First, we need to clone the repo to get the source code including examples:

$ git clone https://github.com/NVIDIA/NVFlare.git

We can then copy the necessary files (the exercise code in the examples directory of the NVFlare repository) to a working folder (the transfer folder for the admin client):

mkdir -p poc/admin/transfer
cp -rf NVFlare/examples/* poc/admin/transfer

This step has copied all the NVFlare examples into the admin client’s transfer folder.

Once the server and clients are connected, the admin client can be used to deploy and run any of these applications.

The hello-pt-tb application requires a few dependencies to be installed.

As in the installation section, we can install these in the Python virtual environment by running:

source nvflare-env/bin/activate
python3 -m pip install torch torchvision tensorboard

If using the Dockerfile above to run in a container, these dependencies have already been installed.

Starting the Application Environment in POC Mode

Once you are ready to start the FL system, you can run the following commands to start the server and client systems. Following that, we will use the admin client to deploy and run an example app.

Note

Each of the participants will run in a separate terminal or in a terminal multiplexer like screen or tmux. Each of these sessions reqiures the NVFlare Python environment, either built into a container as described above, or by running

source nvflare-env/bin/activate

as described in the installation section.

If running containerized, you can use a terminal multiplexer like screen or tmux if available. Another option is creating multiple interactive shells by running docker exec into the running container.

The first step is starting the FL server:

$ ./poc/server/startup/start.sh

Once the server is running, open a new terminal and start the first client:

$ ./poc/site-1/startup/start.sh

Open another terminal and start the second client:

$ ./poc/site-2/startup/start.sh

In one last terminal, start the admin client:

$ ./poc/admin/startup/fl_admin.sh localhost

This will launch a command prompt where you can input admin commands to control and monitor many aspects of the FL process.

Tip

For anything more than the most basic proof of concept examples, it is recommended that you use a secure provisioned setup.

Deploying an example application

After connecting the admin client in the previous section, you will see the admin CLI’s prompt:

login_result: OK
Type ? to list commands; type "? cmdName" to show usage of a command.
>

Typing ? at the admin prompt will show the list of available commands.

Note

Some commands require a password. In POC mode, the admin password is admin.

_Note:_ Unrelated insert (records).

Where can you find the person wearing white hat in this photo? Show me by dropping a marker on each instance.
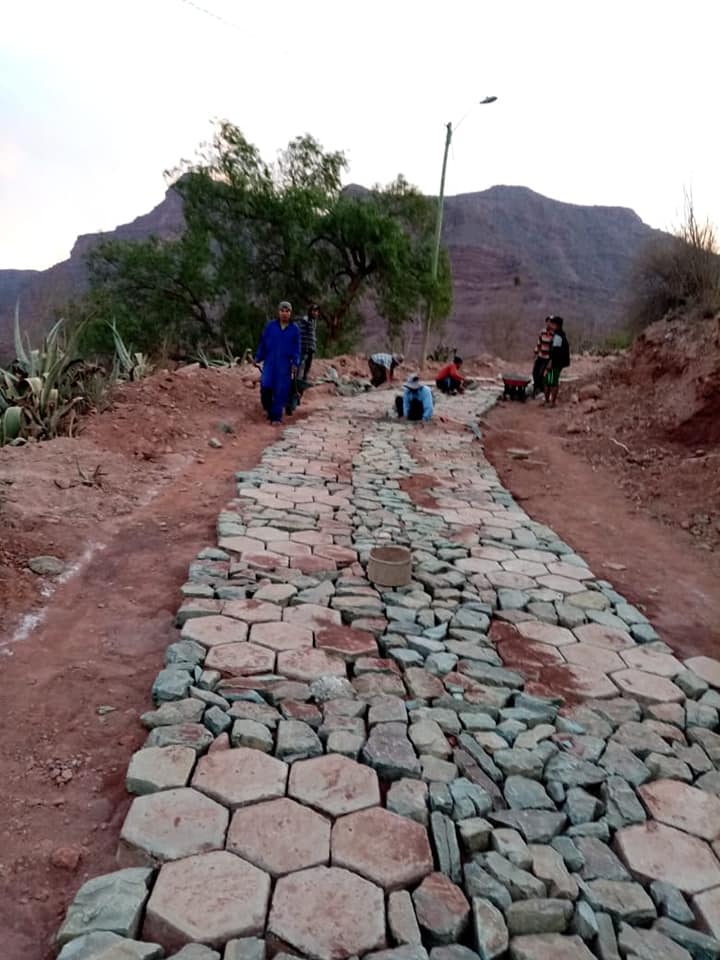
(416, 401)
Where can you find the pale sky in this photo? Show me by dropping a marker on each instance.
(598, 103)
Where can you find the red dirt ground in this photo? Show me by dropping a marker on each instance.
(102, 632)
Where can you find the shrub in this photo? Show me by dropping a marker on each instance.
(678, 271)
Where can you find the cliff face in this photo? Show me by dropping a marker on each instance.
(516, 256)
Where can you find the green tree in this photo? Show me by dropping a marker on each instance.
(257, 232)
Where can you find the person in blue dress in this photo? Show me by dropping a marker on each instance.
(279, 353)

As an example, we can check the status of the server:

> check_status server
Engine status: stopped
---------------------
| JOB_ID | APP NAME |
---------------------
-------------------------
Registered clients: 2
----------------------------------------------------------------------------
| CLIENT | TOKEN                                | LAST CONNECT TIME        |
----------------------------------------------------------------------------
| site-1 | dedb907c-11d1-4235-a232-0b40d84dcebe | Tue May 24 12:49:15 2022 |
| site-2 | 56b6ebc0-a414-40a8-aaf7-dc48a8d51440 | Tue May 24 12:48:57 2022 |
----------------------------------------------------------------------------
Done [1752 usecs] 2022-05-24 12:49:20.921073

Now we can submit the hello-pt-tb job for execution:

> submit_job hello-pt-tb

Now you can verify that the job has been submitted and clients started with

> check_status client
-------------------------------------------------------------------------
| CLIENT | APP_NAME    | JOB_ID                               | STATUS  |
-------------------------------------------------------------------------
| site-1 | hello-pt-tb | aefdb0a3-6fbb-4c53-a677-b6951d6845a6 | started |
| site-2 | hello-pt-tb | aefdb0a3-6fbb-4c53-a677-b6951d6845a6 | started |
-------------------------------------------------------------------------
Done [302546 usecs] 2022-05-24 13:09:27.815476

Please check Hello PyTorch with TensorBoard example for additional details on the structure of the application and the configuration for streaming analytics.